10キロのプラスチックが10リットルの混合油に
このトラックは全長8.6メートルの8トン車。アースデイ当日も来場者から集めたペットボトルのキャップを混合油にする実演を行った。トラックには油化装置が積まれ、こちらに投入したプラスチックを熱で溶かし、気化、冷却して混合油を生成する仕組みだ。PE(ポリエチレン)、PP(ポリプロピレン)、PS(ポリスチレン)といったプラスチック10キログラムから約10リットルの混合油を作ることができる。さらに蒸留すればその燃料を使って発電することもでき、トラックを走らせることも可能という。
ネパールなどアジア各国で環境教育を実施
アジア各国では、近年のプラスチックの急増により、ペットボトルや河川に流出し、川の水を堰止めることで、大量の蚊が発生しマラリア感染への心配や、大洪水の際、レジ袋が排水溝に詰まって死者が出たり、川や海に流れ出したゴミを海鳥やクジラなどが飲み込んでしまうなど、生物の生存や生態系に悪影響を及ぼすことなどが大きな問題となっている。エコパーティーは2010年から2013年まで「スクールオイルキャラバン」と銘打ち、このトラックでネパールなどアジアの小学校を中心に、プラスチックごみをエネルギーに変えるデモンストレーションなど環境保全、環境学習を実施してきた。プラスチックごみを装置に投入し混合油となって抽出される一連の工程を見た、現地の人たちは『これはウソだ』と疑っていましたが、話を理解すると『日本の技術はすごい!』と目を輝かせていました」と事務局長の上井正則さんは話す。

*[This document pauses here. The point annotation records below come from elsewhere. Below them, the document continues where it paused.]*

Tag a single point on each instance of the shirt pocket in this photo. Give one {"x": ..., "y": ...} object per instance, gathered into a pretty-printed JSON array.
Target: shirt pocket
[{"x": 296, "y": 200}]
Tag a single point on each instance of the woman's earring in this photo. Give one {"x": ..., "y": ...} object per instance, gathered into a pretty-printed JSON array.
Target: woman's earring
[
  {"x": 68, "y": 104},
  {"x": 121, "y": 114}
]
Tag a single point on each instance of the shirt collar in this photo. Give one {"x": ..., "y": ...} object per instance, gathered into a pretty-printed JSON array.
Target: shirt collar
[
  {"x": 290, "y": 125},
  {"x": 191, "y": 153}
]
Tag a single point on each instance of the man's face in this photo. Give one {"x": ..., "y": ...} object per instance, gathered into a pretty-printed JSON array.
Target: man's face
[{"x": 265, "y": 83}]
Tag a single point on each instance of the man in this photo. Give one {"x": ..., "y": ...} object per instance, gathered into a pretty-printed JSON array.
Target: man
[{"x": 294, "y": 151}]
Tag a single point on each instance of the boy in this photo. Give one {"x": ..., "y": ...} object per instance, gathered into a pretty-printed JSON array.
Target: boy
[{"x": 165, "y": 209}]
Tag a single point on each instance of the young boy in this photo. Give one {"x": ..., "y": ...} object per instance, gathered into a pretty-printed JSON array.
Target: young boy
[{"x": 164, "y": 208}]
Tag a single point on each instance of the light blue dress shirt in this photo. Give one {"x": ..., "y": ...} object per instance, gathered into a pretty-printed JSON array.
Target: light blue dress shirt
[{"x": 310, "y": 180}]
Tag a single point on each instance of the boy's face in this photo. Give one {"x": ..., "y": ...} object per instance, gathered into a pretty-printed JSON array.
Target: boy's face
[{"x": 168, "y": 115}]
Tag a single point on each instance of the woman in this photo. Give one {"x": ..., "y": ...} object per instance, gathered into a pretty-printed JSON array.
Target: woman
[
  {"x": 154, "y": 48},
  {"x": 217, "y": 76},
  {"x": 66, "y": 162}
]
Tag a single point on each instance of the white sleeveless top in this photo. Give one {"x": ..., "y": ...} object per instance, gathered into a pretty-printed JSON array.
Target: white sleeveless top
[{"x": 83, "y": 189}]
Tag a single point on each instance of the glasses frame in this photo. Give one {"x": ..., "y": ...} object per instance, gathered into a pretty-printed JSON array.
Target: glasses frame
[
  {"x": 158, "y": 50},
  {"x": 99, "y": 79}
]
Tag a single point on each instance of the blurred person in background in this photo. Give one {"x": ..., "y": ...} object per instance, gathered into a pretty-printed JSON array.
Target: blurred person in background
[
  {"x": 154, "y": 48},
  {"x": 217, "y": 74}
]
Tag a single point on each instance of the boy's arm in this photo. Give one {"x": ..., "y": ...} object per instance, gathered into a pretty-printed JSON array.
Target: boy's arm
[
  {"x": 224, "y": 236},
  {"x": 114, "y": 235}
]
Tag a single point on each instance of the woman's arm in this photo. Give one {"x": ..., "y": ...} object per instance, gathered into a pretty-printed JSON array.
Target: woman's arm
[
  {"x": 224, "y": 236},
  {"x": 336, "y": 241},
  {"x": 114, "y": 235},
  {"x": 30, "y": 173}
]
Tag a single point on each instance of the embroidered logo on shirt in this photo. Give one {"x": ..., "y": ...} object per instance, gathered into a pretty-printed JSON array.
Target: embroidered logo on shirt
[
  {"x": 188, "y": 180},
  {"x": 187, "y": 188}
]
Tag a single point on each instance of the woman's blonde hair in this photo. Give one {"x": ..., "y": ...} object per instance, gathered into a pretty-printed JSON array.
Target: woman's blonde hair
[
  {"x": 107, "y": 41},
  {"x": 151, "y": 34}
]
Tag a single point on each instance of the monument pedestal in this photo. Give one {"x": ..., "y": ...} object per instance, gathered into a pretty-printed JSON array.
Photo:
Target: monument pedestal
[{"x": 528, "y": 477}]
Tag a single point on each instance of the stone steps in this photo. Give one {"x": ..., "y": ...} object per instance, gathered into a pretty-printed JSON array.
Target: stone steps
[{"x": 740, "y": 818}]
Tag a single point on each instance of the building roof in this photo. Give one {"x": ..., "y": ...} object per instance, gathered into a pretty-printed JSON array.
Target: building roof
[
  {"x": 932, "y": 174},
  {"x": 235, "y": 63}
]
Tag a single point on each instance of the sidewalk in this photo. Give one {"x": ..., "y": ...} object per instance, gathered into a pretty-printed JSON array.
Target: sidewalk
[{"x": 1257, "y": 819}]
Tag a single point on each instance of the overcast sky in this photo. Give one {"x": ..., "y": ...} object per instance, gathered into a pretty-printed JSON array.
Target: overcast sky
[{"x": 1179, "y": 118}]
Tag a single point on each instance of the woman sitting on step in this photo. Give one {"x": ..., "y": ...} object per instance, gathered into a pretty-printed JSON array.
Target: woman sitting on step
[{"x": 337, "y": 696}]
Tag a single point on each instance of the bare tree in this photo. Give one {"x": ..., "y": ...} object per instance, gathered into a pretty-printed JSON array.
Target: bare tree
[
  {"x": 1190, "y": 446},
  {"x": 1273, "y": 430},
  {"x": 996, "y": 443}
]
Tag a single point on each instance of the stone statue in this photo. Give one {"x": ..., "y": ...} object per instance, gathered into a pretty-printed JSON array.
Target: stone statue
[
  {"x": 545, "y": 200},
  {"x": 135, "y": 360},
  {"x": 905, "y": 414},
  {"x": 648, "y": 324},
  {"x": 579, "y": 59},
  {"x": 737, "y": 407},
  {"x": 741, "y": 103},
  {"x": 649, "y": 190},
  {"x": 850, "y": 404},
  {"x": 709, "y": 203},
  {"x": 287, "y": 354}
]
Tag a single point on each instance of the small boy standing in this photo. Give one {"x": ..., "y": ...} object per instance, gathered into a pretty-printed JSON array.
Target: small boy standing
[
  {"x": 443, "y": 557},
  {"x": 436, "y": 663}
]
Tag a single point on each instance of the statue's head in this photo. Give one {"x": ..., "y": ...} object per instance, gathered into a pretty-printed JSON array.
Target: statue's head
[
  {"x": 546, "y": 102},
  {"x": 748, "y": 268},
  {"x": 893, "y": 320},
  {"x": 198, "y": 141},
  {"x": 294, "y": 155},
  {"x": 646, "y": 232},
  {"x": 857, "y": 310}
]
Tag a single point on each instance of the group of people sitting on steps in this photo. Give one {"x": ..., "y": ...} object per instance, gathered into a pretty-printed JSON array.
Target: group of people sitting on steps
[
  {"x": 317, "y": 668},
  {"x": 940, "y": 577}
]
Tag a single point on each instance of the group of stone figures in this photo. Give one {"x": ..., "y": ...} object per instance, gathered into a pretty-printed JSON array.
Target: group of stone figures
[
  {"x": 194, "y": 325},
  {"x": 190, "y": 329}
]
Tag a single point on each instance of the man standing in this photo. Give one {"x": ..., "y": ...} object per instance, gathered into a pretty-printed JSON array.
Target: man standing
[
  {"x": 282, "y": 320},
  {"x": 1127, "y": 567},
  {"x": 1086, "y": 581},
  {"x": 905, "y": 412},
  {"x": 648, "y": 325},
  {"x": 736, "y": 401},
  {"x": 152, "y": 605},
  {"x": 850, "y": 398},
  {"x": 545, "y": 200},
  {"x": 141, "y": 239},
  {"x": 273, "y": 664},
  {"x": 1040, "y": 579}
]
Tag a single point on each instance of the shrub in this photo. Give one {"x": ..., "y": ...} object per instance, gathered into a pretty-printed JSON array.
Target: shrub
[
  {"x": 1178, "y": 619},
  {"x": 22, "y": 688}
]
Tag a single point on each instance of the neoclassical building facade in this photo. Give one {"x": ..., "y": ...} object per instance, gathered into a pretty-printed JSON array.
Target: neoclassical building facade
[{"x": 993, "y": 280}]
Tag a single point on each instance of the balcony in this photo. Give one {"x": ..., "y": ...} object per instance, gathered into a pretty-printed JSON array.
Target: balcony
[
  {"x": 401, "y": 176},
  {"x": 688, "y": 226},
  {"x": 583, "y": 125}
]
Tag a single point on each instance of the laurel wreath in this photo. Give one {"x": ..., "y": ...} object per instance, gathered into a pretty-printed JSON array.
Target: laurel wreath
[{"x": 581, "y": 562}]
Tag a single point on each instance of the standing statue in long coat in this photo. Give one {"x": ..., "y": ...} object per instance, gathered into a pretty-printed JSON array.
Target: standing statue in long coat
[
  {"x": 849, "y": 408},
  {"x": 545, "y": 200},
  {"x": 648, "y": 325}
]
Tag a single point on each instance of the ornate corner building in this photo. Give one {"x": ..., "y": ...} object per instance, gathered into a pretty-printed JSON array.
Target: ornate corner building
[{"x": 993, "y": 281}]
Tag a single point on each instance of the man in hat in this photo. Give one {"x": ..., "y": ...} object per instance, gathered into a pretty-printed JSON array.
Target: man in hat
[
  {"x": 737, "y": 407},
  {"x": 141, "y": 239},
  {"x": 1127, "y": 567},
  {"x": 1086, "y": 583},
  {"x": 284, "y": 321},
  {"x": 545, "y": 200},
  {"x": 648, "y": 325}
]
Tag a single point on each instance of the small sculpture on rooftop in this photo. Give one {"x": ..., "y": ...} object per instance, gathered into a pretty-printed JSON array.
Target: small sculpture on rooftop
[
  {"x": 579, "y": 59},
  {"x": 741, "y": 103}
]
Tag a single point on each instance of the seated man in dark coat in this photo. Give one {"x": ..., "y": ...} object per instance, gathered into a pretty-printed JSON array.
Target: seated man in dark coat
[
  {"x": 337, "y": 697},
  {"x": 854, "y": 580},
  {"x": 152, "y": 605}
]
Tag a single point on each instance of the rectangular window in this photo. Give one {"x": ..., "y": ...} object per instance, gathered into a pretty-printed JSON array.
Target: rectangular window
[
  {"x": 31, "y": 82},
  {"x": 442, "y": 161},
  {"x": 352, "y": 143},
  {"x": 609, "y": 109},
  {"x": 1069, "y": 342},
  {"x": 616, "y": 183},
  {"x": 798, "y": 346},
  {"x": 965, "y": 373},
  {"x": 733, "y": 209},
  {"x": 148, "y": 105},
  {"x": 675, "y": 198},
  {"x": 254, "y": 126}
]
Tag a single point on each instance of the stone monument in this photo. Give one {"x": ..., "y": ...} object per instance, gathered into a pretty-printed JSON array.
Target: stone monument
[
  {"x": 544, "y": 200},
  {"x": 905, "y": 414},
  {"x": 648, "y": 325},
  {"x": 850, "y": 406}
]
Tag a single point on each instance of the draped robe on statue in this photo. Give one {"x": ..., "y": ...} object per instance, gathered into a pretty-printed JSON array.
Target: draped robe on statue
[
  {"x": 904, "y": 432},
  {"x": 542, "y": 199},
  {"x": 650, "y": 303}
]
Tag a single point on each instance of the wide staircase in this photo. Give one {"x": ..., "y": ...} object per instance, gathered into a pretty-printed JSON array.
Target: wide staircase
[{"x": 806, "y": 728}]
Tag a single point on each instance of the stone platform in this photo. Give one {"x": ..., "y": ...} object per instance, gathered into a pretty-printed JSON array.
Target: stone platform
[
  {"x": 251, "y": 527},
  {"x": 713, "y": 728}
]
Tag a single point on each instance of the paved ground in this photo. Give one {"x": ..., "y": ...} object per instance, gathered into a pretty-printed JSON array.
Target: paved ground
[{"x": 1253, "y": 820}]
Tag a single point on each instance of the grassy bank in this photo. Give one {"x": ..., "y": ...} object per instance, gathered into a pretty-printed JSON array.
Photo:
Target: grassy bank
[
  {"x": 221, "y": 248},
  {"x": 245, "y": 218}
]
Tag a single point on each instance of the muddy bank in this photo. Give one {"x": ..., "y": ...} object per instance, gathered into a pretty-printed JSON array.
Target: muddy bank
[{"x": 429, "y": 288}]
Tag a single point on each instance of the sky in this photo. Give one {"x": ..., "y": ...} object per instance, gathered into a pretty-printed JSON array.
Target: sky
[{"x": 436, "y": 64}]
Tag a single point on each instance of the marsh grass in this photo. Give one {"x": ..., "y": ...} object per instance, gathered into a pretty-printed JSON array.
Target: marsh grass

海岸清掃&作った油で発電してライトアップイベント開催
今年は足元である国内に目を向けるとともに、海の食物連鎖の頂点であるクジラをはじめ、地球環境の未来、保全を図るため、海岸美化推進活動を実施することにしたもので、4月から12月までの8カ月間、海岸の清掃、環境保全の啓蒙活動を行うため全国を回る。「清掃終了後は作った油でライトアップイベントも行います。気軽に参加してください」と上井さん。12月31日、小笠原諸島(東京)でカウントダウンを実施して終了する予定。清掃活動のスケジュールは同NGOホームページ。各地の清掃活動の様子はホームページで紹介していく。